Dr. Rachid believes that Niger’s coronavirus response requires the collective efforts of all: “We must all lead the fight against coronavirus disease. It is our responsibility to fulfill our duty as citizens to help sick people. Everyone can take actions to reduce the spread of the disease.”

Photo: Sylvain Cherkaoui/Oxfam

Salim, Chad

"Misinformation is worse than a pandemic.”

Salim is a young Chadian activist who fights for digital access for all. A computer scientist by profession, he is the co-founder of WenakLabs, a youth association that promotes active citizenship and participative democracy through technological innovation and the opening up of public data.
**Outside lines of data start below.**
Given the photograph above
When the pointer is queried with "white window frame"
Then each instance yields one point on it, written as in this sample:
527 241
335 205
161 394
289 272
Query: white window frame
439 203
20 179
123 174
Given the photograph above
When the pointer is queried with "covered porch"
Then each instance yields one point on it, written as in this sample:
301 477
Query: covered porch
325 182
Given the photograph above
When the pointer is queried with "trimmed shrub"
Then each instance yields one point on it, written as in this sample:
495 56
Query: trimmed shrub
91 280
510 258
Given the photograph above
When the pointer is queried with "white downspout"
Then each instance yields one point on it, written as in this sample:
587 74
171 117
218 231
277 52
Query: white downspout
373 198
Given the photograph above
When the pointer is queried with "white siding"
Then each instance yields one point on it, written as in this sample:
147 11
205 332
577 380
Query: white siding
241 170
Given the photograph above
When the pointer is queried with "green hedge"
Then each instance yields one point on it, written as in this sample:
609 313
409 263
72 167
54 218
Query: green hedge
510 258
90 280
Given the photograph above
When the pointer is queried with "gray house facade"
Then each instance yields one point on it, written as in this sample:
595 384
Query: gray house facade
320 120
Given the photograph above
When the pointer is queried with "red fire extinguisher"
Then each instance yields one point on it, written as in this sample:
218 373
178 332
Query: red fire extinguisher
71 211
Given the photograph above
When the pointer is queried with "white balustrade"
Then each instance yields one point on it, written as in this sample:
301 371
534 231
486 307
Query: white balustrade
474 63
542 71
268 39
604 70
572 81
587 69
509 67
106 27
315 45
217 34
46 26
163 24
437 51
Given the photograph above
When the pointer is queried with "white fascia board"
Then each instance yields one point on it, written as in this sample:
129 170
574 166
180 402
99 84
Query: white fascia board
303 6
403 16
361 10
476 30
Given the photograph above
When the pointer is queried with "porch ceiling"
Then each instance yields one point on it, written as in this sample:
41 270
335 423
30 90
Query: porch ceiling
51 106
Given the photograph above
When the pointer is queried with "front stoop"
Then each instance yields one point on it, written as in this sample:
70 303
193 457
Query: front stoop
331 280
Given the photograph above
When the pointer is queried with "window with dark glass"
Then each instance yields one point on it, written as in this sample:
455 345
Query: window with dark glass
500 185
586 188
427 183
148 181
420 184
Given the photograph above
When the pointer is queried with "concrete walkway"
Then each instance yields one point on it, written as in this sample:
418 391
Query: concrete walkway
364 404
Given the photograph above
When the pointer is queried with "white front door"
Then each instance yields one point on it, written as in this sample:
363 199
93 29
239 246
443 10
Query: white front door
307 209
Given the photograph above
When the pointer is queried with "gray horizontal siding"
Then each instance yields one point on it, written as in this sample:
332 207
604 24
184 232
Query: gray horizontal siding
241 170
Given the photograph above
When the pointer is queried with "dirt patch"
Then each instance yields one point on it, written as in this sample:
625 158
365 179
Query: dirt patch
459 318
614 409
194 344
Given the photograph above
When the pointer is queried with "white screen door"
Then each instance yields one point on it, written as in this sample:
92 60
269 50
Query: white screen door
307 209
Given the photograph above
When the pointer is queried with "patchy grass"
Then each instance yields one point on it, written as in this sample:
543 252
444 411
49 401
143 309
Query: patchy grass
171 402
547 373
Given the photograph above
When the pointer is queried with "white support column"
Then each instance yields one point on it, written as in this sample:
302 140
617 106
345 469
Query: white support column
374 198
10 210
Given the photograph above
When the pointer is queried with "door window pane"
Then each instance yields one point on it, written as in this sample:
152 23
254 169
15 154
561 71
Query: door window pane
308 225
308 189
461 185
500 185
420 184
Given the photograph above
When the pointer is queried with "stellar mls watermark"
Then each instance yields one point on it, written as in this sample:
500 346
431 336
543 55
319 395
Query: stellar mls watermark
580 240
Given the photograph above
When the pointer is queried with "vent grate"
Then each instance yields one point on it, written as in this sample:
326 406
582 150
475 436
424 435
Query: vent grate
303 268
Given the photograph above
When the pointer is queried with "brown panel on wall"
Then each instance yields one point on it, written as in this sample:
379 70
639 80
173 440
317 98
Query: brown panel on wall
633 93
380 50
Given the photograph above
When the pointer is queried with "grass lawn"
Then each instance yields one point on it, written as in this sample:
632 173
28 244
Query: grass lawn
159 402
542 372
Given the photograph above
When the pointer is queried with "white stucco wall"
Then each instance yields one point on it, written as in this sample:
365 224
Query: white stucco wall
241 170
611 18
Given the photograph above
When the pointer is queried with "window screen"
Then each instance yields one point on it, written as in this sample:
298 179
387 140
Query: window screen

Salim was quick to respond to the COVID-19 crisis. From the start of the pandemic in Chad, he created the “1313” mobile application to raise awareness, inform and combat false information related to COVID-19. The term “1313” refers to the information line set up by the Ministry of Posts and New Technologies of Chad and with which Salim has established a partnership. This has enabled him to integrate the national cell in charge of monitoring and health security. “All of these actions have been selfless because we are aware of what this pandemic is causing to our generation. And it is only together, by mobilising all of us that we can take action against this pandemic.”

Contagious passion

These initiatives are just a sample. The dynamism and mutual aid among young people in West Africa are contagious (in a really good way!) and have spread quickly during the COVID-19 crisis. To find out more, just take a look at the COVID-19 community engagement dashboard in the region.

A special mention to Africtivistes who continue to defend democratic values, human rights and good governance through digital technology by adapting to the context of COVID-19.

In partnership with Oxfam, they are preparing to map youth initiatives linked to COVID-19 in West Africa to promote them among communities and with local and regional authorities. This will also help create a network of exchange and inspiration, stimulating the civic engagement of young people across West Africa.

On this International Youth Day 2020, we salute young activists and leaders across the world for their contribution and role in finding solutions, creating innovations and providing support to those who need it most during a global pandemic that has inevitably impacted young people everywhere.